Hyperparticle / udify

A single model that parses Universal Dependencies across 75 languages. Given a sentence, jointly predicts part-of-speech tags, morphology tags, lemmas, and dependency trees.
https://arxiv.org/abs/1904.02099
MIT License
219 stars 56 forks source link

predict.py to work with raw text files #8

Closed drunkinlove closed 4 years ago

drunkinlove commented 4 years ago

Hello!

First of all, thank you for the research and shared code, it's immensely helpful.

I wanted to know if there's an easy way for me to make predict.py work with raw text files, since this seems like the purpose of the architecture. Is there a reason my input files have to conform to the CoNLL -U format besides calculating evaluation metrics?

Hyperparticle commented 4 years ago

It's not strictly necessary to use the conllu predictor, it's just there for convenience for evaluation. All the logic for sentence input and prediction output can be found in predictor.py. The _json_to_instance() is probably what you are interested in, which takes as input a json dict with a sentence as input, which you can then tokenize (AllenNLP provides a Spacy tokenizer which can be used for multilingual text), and then pass to the dataset reader. I can get you a simple example working soon.
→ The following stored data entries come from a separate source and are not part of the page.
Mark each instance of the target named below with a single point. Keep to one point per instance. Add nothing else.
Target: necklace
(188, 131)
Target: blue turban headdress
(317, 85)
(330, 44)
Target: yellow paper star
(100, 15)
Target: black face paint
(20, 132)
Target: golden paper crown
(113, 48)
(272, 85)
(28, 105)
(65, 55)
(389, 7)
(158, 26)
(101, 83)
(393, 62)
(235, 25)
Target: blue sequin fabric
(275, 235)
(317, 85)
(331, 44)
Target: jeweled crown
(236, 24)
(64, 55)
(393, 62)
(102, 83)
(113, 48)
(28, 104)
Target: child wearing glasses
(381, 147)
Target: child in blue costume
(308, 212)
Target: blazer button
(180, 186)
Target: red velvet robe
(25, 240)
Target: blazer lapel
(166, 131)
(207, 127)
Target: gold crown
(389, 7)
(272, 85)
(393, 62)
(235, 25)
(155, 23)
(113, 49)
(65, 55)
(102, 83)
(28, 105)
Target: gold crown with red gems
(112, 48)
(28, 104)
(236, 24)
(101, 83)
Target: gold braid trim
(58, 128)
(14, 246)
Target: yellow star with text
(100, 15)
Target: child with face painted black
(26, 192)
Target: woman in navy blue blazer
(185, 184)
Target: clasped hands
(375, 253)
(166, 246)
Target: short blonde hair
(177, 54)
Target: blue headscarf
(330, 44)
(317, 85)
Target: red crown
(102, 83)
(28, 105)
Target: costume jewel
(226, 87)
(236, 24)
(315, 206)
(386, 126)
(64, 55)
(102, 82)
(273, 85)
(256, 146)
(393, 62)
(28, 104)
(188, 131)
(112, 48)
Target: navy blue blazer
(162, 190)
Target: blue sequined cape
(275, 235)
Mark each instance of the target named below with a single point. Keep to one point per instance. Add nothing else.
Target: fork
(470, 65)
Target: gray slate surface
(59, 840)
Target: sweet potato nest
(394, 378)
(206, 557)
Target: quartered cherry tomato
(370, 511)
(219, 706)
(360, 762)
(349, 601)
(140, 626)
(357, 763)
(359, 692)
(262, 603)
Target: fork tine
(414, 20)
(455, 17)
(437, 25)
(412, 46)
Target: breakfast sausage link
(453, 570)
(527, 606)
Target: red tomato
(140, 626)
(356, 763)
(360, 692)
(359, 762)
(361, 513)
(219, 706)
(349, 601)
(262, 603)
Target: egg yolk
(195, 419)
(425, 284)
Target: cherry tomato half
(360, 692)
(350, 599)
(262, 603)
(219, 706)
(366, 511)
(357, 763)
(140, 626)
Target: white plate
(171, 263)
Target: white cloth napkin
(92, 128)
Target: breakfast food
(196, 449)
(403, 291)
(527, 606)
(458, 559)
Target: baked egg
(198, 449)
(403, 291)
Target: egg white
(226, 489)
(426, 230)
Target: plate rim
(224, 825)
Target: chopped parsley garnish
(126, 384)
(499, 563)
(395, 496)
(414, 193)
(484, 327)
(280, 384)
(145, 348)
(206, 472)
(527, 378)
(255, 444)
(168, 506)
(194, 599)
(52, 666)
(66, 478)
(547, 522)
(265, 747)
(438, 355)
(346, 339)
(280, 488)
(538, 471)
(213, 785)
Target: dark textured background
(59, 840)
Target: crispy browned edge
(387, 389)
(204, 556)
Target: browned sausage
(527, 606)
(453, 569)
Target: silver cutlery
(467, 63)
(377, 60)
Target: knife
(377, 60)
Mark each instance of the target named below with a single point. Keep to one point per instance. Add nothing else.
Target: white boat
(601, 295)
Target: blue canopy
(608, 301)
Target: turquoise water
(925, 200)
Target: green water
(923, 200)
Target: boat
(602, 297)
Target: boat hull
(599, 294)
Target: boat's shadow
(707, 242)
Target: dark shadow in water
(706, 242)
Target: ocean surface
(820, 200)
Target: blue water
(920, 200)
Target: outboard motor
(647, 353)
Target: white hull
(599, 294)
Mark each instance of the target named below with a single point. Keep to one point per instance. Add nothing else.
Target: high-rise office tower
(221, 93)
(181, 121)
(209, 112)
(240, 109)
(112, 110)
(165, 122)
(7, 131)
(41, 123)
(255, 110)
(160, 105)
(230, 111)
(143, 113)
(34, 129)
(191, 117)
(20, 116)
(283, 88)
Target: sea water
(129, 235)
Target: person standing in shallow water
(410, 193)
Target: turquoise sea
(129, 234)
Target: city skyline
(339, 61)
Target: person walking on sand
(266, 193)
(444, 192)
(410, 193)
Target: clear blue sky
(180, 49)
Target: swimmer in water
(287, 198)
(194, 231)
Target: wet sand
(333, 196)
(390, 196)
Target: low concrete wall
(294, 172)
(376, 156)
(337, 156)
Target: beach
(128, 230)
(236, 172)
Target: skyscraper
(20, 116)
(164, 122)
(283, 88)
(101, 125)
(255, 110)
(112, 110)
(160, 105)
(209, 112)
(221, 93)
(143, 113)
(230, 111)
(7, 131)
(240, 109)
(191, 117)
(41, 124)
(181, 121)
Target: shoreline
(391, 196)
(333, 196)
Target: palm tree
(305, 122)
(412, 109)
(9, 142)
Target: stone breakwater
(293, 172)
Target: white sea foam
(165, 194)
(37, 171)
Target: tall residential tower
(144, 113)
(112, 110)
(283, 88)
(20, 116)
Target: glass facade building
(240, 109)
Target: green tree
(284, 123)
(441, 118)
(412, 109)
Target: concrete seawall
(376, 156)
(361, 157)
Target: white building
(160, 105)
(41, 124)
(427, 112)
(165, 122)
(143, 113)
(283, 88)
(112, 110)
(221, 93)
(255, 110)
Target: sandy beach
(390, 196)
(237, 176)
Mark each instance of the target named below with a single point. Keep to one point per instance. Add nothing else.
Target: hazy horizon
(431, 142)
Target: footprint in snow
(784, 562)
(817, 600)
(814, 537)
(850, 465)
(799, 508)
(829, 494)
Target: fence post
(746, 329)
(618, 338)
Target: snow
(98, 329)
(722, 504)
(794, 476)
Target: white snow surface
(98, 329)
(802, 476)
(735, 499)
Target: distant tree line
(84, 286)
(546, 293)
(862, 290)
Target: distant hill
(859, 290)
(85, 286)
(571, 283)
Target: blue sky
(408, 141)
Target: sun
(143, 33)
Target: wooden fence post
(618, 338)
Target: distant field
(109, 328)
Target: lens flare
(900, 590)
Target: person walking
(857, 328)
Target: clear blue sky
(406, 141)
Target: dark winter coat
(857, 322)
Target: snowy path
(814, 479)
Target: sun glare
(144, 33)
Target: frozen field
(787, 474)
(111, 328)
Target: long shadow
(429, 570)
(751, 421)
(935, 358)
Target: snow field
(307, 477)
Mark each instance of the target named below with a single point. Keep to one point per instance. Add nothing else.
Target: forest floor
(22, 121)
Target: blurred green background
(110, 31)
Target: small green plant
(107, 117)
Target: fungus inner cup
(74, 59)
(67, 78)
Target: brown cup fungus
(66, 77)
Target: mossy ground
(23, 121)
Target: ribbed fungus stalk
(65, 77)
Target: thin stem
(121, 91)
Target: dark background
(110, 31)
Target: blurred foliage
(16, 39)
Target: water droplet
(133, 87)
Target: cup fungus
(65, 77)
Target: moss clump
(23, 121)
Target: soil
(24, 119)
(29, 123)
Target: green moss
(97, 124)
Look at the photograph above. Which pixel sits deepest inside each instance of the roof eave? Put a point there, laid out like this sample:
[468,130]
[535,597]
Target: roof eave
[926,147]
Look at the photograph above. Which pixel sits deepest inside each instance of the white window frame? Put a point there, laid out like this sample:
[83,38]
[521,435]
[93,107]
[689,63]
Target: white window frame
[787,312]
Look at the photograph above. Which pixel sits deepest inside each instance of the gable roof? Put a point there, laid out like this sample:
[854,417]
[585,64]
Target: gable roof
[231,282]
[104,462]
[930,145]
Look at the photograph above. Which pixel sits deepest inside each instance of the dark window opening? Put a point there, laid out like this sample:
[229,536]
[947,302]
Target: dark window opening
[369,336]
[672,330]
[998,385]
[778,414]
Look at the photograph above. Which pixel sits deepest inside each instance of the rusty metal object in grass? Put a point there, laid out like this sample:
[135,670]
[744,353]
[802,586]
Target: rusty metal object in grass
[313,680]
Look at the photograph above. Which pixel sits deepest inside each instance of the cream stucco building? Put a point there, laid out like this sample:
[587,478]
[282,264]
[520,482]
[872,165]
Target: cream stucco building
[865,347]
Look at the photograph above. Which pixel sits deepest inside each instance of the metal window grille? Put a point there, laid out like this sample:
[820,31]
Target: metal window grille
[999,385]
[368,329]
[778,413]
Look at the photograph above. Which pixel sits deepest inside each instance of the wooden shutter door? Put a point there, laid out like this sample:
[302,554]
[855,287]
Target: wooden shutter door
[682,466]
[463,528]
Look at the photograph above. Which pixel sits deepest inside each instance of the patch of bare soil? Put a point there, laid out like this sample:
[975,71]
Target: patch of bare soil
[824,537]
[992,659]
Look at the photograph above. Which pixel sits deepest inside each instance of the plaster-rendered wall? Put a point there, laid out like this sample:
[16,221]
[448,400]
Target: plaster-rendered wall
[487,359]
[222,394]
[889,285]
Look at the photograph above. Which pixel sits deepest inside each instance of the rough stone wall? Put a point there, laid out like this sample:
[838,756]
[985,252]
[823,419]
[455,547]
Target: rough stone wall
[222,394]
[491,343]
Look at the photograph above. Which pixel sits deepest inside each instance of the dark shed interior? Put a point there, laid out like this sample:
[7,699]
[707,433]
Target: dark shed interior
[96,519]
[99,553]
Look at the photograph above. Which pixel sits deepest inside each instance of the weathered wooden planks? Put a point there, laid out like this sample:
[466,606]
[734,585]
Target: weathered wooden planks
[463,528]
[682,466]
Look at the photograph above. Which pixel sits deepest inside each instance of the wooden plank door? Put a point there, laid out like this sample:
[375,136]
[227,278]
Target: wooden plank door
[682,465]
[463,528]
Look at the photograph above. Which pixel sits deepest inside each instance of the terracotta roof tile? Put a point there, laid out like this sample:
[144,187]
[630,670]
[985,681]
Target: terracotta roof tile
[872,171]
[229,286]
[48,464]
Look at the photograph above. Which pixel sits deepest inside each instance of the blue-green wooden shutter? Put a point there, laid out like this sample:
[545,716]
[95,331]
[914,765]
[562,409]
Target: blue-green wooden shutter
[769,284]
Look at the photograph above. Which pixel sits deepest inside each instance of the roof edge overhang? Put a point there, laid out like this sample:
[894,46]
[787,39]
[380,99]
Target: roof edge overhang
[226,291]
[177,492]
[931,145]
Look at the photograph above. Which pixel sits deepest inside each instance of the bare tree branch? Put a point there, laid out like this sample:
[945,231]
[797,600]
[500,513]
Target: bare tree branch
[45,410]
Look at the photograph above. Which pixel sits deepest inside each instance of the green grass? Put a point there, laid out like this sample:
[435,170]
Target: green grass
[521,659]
Hyperparticle commented 4 years ago

I added a new option --raw_text to predict.py that can take an input file of one sentence per line and output one json annotation object per line.

Hope this helps. Let me know if you need any additional help.

drunkinlove commented 4 years ago

great, thanks a lot!

jzhou316 commented 4 years ago

Hi I also found that the option to directly input a raw text file for prediction very useful. Thanks for that! I have another small question, which is related to tokenization and BPE encoding. For example, if my text file is already tokenized (with some of my own tokenizer) and split by BPE, does it still work? And how are the BPE sub-words handled in the word-level tag prediction?

Hyperparticle commented 4 years ago

The text should work if it is tokenized, though if you already split with BPE I'm not sure what will happen. You could either recombine the words so that they can be split by the model (easy) or you could modify the tokenizer code in the repo to bypass the BPE step (harder).

The BPE subword embeddings are all discarded except for the first subword which is used to represent the information content of the whole word. In my experiments, I found no discernible difference between using the first, last, or average of all embeddings. This is also explained in the paper, and there's existing work which report similar findings.

jzhou316 commented 4 years ago

Thanks for the clarification! That really helps.